A tip for business owners here: owning your operation’s property can be useful in business diversification, a future source of debt financing, and a source of capital gains if you move during a rising market. If you go overboard on renovations or commit to more space then you need, however, you will cement in high fixed costs. We’ve stick-handled through all these situations and are happy where we are now, owning the right amount of space, and able to make it uniquely zu’s. Besides the economic rewards and risks, there is also a brand strength element in owning your workplace, which is apparent to clients and team members; a feeling of “this is all ours” and “we’re here for the long haul” that start-ups and other office tower dwellers cannot take advantage of.

Lesson: Property may be an important leg in your overall business success.

6) Wear your brand

We are big into regularly giving out practical, tastefully branded, higher-end clothing to our team each year. This stuff gets worn and worn out. (Over twenty years, it would be fun to see the complete and somewhat MEC-oriented clothing catalogue we have distributed).

The zu brand is also used extensively and creatively in internal advertising for staff events and parties, as well as in outward facing materials, of course. For us, the brand is definitely more than a company name and that’s how we like it.

Lesson: Brand is another muscle you should work to make strong and to look good with.

7) Excessive discussion = time to leave

If you find that you are spending a lot of time talking about an employee, it’s time to let them go. Use the excessive talk-time factor as the signal to take action. Enough said. Resist the urge to create new rules for the whole company just to deal with one problem case. This person is improperly occupying the position of the ideal person (not currently with your company) who should have the job.

Lesson: People can rarely be reformed - they will be happier somewhere else. Create the opening to find the right person.

8) Twin engines for peace of mind

Small companies may find that key roles are occupied by a single individual: one designer, one programmer, one accounts person. This turns out to be rather risky to the company, as this individual can become a mini power centre achieving a destabilizing level of importance. Great disruptions to your company may occur if they are enticed away. Realizing their own importance can lead them to undermine management’s ability to run the company. You may find that you and your clients are held hostage by a single person’s schedule, opinions, control of information, and mood swings. In the happy case that they are total team players, it is still risky. The responsibility of being essential is a heavy burden on the individual and is liable to cause health and performance issues.
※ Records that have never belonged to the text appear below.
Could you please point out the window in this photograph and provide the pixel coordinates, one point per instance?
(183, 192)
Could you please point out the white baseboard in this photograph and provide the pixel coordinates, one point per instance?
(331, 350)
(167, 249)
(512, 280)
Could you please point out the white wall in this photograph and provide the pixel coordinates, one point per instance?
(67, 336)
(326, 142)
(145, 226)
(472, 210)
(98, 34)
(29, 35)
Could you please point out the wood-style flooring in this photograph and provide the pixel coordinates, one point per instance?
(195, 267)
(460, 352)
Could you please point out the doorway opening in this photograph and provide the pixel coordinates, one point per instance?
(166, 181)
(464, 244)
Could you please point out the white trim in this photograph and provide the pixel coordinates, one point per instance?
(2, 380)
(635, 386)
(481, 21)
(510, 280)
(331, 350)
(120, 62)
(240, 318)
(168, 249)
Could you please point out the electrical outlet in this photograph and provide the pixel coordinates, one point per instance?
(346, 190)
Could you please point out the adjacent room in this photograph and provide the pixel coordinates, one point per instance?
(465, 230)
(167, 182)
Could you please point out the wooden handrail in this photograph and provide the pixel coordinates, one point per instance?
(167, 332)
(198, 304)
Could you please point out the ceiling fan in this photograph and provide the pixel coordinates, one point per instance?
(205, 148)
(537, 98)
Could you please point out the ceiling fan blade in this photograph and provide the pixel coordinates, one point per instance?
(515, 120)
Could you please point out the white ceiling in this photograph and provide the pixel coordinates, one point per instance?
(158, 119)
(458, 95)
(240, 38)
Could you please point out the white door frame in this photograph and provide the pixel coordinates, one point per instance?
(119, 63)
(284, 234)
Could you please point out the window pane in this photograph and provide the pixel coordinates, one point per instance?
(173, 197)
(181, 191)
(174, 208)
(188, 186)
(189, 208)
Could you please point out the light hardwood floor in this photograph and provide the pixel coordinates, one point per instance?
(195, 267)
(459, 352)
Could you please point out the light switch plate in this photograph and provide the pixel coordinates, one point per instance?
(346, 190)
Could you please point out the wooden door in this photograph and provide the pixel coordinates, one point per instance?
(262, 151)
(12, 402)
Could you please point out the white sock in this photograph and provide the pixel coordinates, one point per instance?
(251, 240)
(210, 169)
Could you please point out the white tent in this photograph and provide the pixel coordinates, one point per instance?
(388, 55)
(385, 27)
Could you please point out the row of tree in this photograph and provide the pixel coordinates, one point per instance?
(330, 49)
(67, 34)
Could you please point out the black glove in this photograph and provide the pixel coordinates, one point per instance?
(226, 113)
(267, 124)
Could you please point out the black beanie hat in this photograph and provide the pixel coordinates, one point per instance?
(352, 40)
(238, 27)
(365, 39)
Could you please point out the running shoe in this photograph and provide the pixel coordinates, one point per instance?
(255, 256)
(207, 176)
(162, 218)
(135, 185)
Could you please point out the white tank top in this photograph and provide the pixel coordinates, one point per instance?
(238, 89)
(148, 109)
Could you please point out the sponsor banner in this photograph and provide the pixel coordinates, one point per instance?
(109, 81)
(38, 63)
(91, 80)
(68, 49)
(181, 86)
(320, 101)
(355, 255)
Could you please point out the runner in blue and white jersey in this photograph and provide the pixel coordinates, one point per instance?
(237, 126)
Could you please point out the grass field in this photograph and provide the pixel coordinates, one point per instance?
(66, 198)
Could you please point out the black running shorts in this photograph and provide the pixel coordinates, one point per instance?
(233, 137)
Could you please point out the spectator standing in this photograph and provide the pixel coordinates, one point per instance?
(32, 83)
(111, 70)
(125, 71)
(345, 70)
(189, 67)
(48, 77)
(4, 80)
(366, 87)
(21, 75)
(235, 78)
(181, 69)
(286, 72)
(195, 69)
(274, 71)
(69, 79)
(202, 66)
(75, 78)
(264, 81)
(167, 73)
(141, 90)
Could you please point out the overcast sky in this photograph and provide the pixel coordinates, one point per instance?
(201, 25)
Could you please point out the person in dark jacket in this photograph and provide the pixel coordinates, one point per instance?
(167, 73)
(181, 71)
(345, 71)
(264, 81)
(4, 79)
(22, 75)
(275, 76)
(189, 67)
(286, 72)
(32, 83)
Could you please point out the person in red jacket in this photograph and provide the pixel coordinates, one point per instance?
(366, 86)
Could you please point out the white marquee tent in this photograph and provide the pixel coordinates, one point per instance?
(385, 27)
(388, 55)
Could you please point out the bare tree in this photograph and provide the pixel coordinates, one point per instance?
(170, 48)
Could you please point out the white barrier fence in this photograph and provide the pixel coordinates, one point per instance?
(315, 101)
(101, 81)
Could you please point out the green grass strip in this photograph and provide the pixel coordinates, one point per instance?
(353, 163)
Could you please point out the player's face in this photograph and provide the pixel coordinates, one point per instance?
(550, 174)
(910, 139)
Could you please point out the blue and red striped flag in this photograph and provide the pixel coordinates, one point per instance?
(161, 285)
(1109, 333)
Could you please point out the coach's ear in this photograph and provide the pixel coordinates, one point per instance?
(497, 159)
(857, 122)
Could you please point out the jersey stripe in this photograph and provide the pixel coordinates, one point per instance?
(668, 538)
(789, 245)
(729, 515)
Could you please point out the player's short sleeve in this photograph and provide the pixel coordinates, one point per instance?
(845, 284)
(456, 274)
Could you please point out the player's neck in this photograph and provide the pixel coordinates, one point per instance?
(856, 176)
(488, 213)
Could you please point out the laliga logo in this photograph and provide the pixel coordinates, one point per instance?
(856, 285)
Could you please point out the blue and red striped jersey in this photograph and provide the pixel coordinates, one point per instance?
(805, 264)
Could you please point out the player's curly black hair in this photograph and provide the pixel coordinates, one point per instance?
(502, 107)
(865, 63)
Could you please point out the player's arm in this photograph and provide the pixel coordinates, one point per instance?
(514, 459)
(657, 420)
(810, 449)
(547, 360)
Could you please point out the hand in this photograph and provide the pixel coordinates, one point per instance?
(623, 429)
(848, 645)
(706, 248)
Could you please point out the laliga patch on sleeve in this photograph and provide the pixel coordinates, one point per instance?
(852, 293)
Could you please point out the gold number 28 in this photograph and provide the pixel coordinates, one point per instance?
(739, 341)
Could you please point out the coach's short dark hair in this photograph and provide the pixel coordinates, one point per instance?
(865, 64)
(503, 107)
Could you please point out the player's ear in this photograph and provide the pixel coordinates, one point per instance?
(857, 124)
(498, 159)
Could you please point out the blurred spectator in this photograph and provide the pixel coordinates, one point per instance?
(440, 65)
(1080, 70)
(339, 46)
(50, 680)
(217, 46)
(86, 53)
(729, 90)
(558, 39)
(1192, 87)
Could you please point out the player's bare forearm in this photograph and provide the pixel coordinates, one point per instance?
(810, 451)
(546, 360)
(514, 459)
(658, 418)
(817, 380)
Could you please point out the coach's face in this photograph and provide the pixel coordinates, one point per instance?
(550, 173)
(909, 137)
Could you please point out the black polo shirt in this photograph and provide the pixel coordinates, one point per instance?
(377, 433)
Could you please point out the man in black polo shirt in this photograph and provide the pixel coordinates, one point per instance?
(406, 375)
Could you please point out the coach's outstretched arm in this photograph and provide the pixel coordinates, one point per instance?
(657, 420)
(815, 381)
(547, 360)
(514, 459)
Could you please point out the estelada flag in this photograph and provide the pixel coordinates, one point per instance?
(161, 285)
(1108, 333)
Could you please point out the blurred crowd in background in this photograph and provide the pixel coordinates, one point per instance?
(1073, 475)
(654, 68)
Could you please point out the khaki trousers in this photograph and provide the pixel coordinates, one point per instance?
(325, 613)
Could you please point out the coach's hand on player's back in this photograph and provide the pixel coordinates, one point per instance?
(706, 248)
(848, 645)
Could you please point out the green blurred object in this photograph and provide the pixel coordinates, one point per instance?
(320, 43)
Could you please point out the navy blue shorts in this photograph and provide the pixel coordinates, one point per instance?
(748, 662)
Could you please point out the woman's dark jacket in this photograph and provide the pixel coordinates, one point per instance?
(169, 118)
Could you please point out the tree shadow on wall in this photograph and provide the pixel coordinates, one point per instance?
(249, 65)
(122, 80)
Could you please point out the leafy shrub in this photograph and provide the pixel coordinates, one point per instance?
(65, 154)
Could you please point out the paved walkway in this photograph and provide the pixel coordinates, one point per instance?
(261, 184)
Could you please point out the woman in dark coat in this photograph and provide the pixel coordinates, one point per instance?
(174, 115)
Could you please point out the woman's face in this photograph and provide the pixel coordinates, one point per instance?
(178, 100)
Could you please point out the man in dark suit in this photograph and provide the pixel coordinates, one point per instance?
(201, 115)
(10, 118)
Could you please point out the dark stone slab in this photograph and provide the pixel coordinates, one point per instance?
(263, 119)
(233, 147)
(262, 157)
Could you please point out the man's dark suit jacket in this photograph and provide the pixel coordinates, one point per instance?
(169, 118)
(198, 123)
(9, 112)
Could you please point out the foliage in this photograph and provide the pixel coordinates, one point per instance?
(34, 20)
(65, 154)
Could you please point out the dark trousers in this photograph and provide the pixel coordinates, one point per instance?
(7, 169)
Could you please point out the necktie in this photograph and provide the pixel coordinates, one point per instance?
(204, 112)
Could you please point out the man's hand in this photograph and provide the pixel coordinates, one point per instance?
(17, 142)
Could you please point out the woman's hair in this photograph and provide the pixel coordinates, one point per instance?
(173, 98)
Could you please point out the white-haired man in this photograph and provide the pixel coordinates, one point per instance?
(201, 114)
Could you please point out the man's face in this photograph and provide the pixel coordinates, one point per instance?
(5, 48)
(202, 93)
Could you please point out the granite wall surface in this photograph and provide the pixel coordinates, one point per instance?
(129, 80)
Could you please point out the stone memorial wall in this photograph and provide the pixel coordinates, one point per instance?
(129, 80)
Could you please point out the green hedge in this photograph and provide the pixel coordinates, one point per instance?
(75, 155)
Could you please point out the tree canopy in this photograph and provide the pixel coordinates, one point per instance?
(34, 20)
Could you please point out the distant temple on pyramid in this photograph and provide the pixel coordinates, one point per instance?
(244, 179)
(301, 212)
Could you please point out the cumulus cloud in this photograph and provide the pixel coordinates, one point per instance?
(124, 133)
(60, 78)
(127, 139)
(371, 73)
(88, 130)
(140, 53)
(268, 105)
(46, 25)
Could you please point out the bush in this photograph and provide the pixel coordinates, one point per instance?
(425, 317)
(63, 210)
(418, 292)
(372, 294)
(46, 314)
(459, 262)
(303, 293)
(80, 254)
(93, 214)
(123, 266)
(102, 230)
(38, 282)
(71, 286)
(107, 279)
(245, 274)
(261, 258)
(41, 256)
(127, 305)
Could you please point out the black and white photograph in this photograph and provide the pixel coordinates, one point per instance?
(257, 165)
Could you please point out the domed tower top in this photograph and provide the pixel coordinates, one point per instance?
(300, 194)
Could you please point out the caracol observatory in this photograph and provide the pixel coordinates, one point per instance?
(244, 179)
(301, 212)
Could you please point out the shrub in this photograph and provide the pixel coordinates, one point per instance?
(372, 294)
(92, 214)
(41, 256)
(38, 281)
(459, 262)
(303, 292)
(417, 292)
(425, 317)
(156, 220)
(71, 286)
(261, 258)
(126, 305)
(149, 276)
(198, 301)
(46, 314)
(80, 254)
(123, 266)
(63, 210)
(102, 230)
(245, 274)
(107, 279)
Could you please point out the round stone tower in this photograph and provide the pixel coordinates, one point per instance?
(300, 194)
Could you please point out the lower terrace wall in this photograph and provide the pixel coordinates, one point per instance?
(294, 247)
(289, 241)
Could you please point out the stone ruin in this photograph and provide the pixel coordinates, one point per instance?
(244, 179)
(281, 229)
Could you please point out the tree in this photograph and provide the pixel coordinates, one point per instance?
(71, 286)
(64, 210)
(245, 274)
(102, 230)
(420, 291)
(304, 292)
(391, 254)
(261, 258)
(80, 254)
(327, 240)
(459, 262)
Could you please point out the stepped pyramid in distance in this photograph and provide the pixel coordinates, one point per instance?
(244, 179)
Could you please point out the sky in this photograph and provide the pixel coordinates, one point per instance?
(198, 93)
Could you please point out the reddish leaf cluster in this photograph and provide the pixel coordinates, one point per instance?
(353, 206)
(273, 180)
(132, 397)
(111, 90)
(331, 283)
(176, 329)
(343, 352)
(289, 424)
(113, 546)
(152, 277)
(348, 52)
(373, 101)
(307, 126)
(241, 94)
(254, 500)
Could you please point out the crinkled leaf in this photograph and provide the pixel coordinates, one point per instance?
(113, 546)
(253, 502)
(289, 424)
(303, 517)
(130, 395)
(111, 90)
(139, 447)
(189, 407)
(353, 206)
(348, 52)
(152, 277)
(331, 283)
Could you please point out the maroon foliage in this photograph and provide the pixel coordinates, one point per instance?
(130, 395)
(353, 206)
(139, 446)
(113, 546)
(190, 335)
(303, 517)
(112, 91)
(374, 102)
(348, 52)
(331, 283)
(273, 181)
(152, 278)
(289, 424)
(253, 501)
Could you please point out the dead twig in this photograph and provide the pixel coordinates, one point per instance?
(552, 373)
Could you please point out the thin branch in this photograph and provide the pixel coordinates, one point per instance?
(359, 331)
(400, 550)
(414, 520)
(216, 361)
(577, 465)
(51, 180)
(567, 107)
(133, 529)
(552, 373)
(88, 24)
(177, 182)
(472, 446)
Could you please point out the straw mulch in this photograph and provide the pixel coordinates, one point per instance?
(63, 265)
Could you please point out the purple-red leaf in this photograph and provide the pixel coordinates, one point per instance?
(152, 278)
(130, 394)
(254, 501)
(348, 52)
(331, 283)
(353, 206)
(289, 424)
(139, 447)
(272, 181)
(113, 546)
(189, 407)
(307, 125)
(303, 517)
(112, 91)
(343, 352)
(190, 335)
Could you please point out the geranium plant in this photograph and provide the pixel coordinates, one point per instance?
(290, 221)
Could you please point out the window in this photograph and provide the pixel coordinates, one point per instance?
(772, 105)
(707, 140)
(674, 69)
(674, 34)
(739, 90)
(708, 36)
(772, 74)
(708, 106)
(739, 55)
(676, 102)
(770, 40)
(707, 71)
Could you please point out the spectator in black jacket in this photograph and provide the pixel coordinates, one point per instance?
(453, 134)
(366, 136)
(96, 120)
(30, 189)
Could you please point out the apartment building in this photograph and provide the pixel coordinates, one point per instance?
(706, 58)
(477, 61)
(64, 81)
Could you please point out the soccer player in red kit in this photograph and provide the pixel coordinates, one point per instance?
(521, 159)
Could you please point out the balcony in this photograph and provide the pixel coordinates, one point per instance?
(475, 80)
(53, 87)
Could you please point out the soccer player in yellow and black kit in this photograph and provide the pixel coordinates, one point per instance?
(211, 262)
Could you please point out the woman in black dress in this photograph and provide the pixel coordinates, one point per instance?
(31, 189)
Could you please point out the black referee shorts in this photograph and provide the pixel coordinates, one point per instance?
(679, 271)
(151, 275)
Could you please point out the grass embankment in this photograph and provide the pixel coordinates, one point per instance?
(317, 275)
Lesson: Try to have at least two people in important roles, or contrive a way for positions to overlap, so that you can reduce the risk of someone leaving, becoming a disruptive force, or burning out.

9) Continual improvement

If you do anything twice, it should be done better and/or faster the second time. Every time you operate in this manner, you are building the basic competitive advantage that comes from repetition. So choosing what to do and then sticking with it will give you the opportunity to continuously improve. Collecting these improvements and managing the knowledge base so the improvements can be carried forward in the face of a predictably changing team is a great and worthy challenge that follows the ability to improve.

Lesson: Keep doing things better and find ways to make that information available tomorrow.

10) All business is the same business

IMHO, businesses of all industries share 90% of the same challenges and involve the same management skills. Whether it’s keeping client expectations in line with what you’re delivering, communicating your unique offering, getting the most out of your team, accounting, collecting, financing, contracting, arranging insurance - none of these are unique to one industry. So as managers, take an interest in any variety of business and see if there are insights for your organization there.

Lesson: Despite the fact that your niche industry did not exist 5 years ago, you have a lot to learn about running a business from any other well-oiled business out there. Always be learning and be coachable. Being the boss doesn’t make you the smartest.